The Court also states that defendants’ reading is in considerable tension with the overall statutory framework of the Copyright Act. Section 201(c) was a key innovation of the Copyright Act of 1976. The Copyright Act of 1909 contemplated a single indivisible copyright which some commentators thought could be lost if an author allowed an article to be used in a collective work. The 1976 Act expressly permitted the transfer of less than the entire copyright, in effect replacing the notion of a single copyright with that of exclusive rights under copyright. Were the privilege as broad and transferable as defendants contend, it is not clear that the rights retained by the authors could be considered “exclusive” in any meaningful sense.

In light of the above, there is no feature peculiar to the databases that would cause the Court to view them as “revisions.” NEXIS is a database comprising thousands or millions of individually retrievable articles taken from hundreds or thousands of periodicals. It can hardly be deemed a “revision” of each edition of every periodical that it contains.

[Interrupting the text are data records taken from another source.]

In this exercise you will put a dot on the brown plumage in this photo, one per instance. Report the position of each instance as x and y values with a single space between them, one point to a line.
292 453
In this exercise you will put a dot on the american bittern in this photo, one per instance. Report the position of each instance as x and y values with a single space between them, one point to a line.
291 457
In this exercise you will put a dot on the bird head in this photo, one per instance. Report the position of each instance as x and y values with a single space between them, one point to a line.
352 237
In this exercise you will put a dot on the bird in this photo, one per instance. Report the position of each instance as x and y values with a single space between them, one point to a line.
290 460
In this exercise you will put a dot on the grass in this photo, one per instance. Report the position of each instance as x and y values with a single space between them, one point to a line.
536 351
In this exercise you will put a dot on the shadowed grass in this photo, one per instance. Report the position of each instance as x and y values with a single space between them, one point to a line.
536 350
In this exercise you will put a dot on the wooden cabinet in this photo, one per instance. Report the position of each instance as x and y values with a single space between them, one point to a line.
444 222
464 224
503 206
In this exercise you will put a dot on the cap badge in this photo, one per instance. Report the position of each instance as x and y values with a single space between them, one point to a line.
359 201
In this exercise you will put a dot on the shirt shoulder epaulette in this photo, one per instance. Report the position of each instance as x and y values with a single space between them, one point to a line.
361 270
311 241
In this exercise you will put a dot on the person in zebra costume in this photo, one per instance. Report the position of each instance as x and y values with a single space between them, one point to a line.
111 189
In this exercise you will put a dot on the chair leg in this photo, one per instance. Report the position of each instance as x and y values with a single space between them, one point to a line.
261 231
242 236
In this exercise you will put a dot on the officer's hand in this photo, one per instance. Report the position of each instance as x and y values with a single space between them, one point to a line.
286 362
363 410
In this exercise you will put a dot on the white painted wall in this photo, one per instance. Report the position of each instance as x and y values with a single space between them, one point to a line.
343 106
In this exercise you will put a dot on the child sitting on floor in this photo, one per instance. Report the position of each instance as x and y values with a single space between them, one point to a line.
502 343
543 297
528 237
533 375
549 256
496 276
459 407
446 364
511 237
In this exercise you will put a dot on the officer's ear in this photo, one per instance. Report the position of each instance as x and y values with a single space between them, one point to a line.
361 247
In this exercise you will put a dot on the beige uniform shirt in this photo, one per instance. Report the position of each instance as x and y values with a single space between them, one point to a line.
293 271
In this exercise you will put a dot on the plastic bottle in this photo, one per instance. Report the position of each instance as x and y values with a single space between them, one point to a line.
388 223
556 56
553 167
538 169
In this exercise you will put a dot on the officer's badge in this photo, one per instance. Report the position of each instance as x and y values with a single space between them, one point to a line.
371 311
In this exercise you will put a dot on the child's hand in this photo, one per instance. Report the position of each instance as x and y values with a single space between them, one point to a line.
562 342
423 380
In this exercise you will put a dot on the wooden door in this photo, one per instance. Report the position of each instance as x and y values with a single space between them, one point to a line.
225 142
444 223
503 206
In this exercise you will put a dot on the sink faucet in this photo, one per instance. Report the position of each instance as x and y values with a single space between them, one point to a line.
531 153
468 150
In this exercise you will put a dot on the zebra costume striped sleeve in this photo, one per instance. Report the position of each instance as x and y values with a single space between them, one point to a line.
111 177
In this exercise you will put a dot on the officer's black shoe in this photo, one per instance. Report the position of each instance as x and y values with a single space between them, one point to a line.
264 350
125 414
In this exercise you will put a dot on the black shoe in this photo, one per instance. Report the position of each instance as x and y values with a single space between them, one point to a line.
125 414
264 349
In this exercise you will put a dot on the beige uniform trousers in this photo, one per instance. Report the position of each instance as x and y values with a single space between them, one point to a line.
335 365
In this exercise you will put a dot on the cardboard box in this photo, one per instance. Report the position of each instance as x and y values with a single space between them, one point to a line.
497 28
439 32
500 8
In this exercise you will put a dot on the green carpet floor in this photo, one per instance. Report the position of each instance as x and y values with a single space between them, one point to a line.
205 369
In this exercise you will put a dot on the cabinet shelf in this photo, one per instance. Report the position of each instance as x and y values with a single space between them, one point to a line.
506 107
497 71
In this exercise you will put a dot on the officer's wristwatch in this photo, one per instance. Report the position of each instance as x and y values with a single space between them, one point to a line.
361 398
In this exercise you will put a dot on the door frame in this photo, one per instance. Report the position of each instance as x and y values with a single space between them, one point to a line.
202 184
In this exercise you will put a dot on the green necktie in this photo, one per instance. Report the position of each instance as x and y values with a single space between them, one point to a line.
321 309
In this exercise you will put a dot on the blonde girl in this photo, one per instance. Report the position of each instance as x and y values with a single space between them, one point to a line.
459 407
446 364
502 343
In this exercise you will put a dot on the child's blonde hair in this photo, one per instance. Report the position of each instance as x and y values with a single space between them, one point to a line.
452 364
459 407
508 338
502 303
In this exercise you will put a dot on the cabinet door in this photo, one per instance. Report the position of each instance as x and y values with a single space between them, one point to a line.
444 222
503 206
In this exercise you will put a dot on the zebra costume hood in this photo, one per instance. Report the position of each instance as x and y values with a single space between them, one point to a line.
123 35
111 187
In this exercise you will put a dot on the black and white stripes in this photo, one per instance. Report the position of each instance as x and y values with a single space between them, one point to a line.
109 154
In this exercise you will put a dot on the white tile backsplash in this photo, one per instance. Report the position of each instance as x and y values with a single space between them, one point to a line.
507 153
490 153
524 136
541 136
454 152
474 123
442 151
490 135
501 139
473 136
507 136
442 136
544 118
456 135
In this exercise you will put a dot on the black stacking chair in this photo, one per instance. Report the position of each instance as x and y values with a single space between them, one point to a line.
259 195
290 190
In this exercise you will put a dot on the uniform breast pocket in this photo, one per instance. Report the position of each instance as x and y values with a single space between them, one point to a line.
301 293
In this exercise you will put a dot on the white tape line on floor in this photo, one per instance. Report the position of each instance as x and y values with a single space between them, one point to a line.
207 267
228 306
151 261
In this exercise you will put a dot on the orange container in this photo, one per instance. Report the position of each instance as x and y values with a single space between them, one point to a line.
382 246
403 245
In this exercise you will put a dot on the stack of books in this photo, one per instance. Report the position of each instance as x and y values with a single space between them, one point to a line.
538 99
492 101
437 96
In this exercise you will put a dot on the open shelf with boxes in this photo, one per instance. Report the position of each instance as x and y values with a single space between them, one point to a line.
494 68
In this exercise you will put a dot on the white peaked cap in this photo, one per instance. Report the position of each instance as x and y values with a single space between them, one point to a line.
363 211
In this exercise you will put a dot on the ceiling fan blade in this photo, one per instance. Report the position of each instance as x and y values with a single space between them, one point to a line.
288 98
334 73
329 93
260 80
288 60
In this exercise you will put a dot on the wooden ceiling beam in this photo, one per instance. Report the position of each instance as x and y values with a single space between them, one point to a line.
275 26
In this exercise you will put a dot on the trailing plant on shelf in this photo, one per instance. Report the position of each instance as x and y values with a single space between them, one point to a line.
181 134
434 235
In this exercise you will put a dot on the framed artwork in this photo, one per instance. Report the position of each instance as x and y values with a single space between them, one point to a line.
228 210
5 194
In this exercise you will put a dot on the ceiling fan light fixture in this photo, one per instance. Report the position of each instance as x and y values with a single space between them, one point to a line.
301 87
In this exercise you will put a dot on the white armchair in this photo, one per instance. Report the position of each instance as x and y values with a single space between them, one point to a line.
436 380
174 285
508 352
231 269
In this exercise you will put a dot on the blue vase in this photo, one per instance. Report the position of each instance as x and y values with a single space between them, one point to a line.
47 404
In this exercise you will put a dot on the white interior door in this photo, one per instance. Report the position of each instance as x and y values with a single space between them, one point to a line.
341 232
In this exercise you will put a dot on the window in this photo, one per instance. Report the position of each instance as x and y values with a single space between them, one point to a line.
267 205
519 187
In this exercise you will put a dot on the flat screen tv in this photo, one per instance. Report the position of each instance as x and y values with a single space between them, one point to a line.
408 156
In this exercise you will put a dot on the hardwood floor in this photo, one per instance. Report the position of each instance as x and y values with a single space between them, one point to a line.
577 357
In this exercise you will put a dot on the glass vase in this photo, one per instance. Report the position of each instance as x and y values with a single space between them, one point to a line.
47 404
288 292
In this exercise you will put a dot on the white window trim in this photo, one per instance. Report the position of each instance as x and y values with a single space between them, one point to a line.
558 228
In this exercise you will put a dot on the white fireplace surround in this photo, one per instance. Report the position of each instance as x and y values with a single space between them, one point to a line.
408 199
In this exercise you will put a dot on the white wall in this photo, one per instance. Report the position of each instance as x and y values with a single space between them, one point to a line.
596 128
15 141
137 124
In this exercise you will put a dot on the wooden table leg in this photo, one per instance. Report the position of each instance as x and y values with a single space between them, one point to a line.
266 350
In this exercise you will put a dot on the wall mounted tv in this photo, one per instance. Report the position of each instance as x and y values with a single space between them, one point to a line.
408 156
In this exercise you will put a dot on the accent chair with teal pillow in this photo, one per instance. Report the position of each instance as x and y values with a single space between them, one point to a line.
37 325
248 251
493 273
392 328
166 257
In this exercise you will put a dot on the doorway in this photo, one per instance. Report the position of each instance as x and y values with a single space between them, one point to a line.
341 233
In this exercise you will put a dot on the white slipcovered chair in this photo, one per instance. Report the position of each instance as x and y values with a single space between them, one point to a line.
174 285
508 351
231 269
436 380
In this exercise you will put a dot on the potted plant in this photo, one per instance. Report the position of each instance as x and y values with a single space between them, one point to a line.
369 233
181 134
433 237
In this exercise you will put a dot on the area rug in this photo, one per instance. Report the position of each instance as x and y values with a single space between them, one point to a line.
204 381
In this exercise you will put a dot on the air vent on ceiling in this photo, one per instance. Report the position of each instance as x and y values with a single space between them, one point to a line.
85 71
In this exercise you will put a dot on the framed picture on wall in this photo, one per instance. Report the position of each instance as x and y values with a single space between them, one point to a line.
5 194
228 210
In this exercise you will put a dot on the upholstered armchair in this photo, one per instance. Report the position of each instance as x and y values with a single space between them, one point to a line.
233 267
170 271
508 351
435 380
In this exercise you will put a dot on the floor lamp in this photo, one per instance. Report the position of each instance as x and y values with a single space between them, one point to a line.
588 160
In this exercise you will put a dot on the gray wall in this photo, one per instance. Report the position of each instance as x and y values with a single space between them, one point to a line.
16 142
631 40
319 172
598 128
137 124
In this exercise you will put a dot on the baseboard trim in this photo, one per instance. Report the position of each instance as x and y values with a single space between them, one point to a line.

Further, NEXIS does almost nothing to preserve the copyrightable aspects of the collective works of the publishers, as distinguished from the preexisting material employed in the work. The aspects of a collective work that make it an original work of authorship are the selection, coordination and arrangement of the preexisting materials. Even if a NEXIS user so desired, he or she would have a hard time recapturing much of the material contributed by the author of a particular collective work, such as a single newspaper edition. In this context, it is significant that neither the publishers nor NEXIS show any intent to compel, or even to permit, an end user to retrieve an individual work solely with other works from the edition it which it ran.

Even though the UMI databases present a slightly more difficult issue than does NEXIS (NYTO contains articles from only one publisher), nevertheless the Court concludes that the licensing of authors’ works to UMI for inclusion these databases also is not within the section 201(c) revision privilege.

In every respect other than its being limited to The New York Times, NYTO is essentially the same as NEXIS. That limitation is not material for the present purposes because, NYTO is at best a new anthology of innumerable editions of The Times and at worst a new anthology of innumerable articles from these editions. Thus, it cannot be said to be a “revision” of any (or all) particular editions or to be a later collective work in the same series. For the same reason, GPO is not protected under the section 201(c) privilege.

The Court emphasizes that the only issue it addresses is whether, in the absence of a transfer of copyright or any rights thereunder, the authors of collective works may re-license individual works in which they own no rights. Because there has been no express transfer of rights in such cases, the decision turns entirely on the default allocation of the rights provided in the Copyright Act. Publishers and authors are free to contract around the statutory framework.

On these grounds, the Court reverses and remands with instructions to enter judgment for plaintiffs. It need not and does not reach any conclusion as to whether the privilege specified under section 201(c) is transferable under Section 201(d).

As noted in the Court’s decision, the New York Times has “updated its policy to require an express transfer of their copyrights.” After the decision, Plaintiff Tasini called upon publishers to negotiate licenses with freelance writers. He noted that the National Writers’ Union has established the “Publications Rights Clearing House,” which digitally can process permission payments. The Authors Guild and The American Society of Journalists and Authors also have established an authors registry, which is a nonprofit system for disbursing reuse fees.

Defendants have not yet indicated whether they will appeal the decision.